If you really think that choosing a home to rent is like buying a pint of milk, then I would understand why you may have had problems...

space cadet said...

@ anonymous 1

The point being of course: that grocery shoppers are not treated with the same contempt and suspicion and disdain at tenants, are they. Please try a little harder to see the point.

Anonymous said...

Landlords are very much the butcher, the baker and the candlestick maker.

In fact a lot of landlords came to the UK as factory workers in the 60s and found property investment as something that did not require literacy.

Whilst tenants may complain the law is very much in their favour as any landlord who has had a tenant who will not pay and will not move out will testify.

Anonymous said...

A lot of sense in this. The other big cause of accidental landlords is yuppies marrying. They each owned property when single, and on moving in together decide to rent out one of the houses rather than sell.

This leads to landlords with emotional investment in the property - "Those horrid tenants are smudging my house" - a recipe for bad relations. Being a landlord is a (part time) business, not a private hobby.

That said, having been both landlord and tenant in my life, I prefer the latter. It's not as profitable, but it's a lot less stressful.

RenterGirl said...

Yep. And the 'yuppies moving in together' don't have permission from the landlord... and are aghast when they find they have responsibilities.

Anonymous said...

Rentagirl - it is your kind of ignorant statement that makes people jump 'I wanna be a landlord' bandwagon.

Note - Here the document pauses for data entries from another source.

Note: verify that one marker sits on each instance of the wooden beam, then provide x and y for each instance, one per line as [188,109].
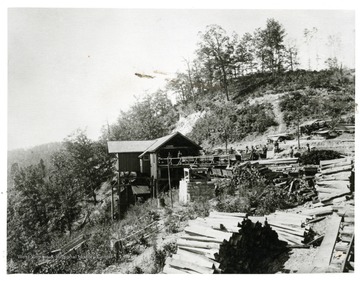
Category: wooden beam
[324,254]
[181,264]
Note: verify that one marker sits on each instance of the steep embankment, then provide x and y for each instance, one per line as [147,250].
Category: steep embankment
[273,99]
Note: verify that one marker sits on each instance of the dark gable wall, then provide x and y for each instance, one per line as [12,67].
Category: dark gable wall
[129,161]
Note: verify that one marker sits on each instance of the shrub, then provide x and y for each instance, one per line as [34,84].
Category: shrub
[161,254]
[315,156]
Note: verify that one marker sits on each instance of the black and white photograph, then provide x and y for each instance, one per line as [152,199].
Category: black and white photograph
[180,140]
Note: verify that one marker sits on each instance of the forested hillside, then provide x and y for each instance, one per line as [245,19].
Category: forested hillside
[223,79]
[233,81]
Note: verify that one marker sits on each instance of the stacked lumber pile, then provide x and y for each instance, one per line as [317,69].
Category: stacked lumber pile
[343,254]
[251,250]
[193,191]
[207,244]
[334,178]
[336,253]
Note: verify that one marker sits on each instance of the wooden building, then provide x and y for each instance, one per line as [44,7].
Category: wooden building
[152,157]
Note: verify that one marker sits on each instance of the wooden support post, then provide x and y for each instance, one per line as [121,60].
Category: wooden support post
[170,183]
[112,203]
[119,196]
[118,188]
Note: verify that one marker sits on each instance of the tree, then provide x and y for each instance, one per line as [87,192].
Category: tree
[152,117]
[270,41]
[245,55]
[309,35]
[65,194]
[88,162]
[27,213]
[291,55]
[217,50]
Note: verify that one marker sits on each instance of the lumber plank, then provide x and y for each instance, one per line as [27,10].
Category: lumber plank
[226,214]
[208,232]
[337,170]
[202,238]
[324,254]
[205,252]
[194,258]
[319,211]
[288,230]
[189,254]
[347,254]
[197,244]
[171,270]
[333,161]
[334,184]
[293,238]
[188,265]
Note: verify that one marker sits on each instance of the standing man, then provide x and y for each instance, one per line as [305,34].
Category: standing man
[276,146]
[264,151]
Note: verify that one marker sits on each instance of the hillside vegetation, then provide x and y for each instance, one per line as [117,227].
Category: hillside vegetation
[235,86]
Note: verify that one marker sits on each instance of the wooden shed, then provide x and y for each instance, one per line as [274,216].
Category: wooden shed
[151,157]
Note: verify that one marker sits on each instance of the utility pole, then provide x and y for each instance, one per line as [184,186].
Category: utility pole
[119,186]
[170,182]
[298,119]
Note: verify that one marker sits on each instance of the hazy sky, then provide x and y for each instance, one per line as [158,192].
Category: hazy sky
[74,68]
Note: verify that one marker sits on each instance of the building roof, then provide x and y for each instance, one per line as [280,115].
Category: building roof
[140,189]
[161,141]
[143,146]
[128,146]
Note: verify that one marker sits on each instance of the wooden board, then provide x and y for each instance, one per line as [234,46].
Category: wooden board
[208,232]
[181,264]
[324,254]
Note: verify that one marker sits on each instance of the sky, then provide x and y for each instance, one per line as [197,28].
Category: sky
[75,68]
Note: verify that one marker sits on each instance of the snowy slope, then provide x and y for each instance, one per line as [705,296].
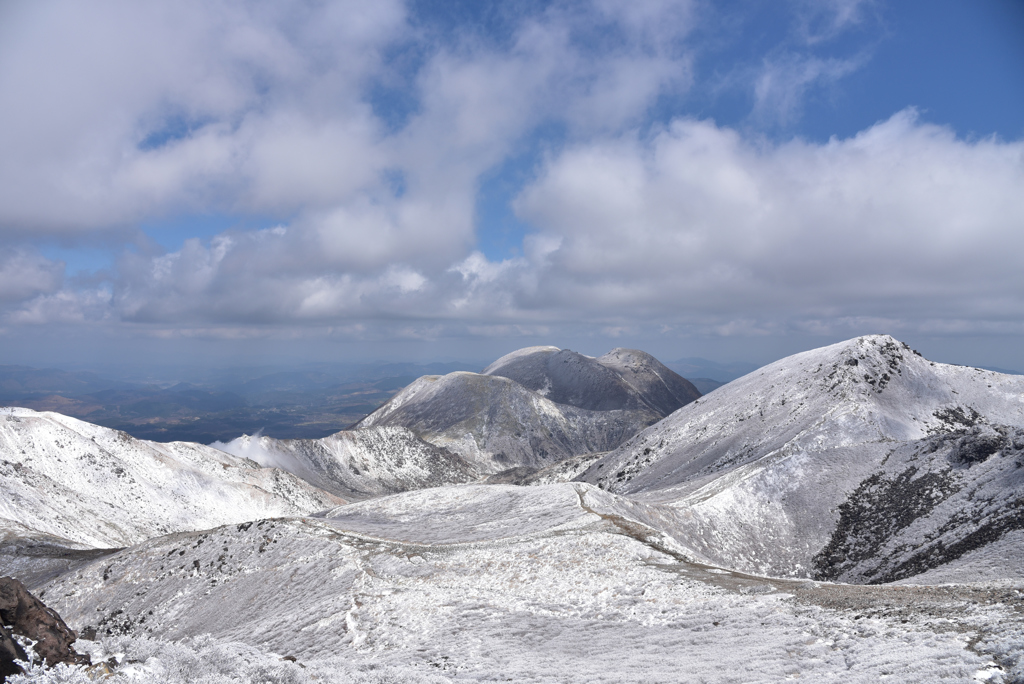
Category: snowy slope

The returns are lousy. You go to the bank. Borrow money at 5%. Then you rent out at a return of 6%. Your (profit) 'margin' is 1%. Out of which Landlords have to cover all expenses e.g. insurance, repairs and maintenance, letting agency fees, gas certificate, service charges, EPC, etc....

When Tesco buys burger, it might get them for £1 and then sell at £1.30 (that is a 30% margin).

Also, the landlord can only get a 60% to 70% mortgage. On a 200K property, I need 60k to 80k cash deposit sitting in a bank. If I had that kind of money, I rather spend the money, then buy a property to let - so no thank you!

A new homewowner can only get a 90% mortgage. So only 10k deposit. So much easier to get on the property ladder.

When you do get on the property ladder. If you get a £200k mortgage, after a 20 years of paying mortgage. You will still owe the bank £200k. The mortgage only covers the interest. You never pay off the loan.

The problem is that people have driven up house prices with easy credit and good jobs.

They think property is a get rich quick scheme... It is been driven by emotion and lack of understanding.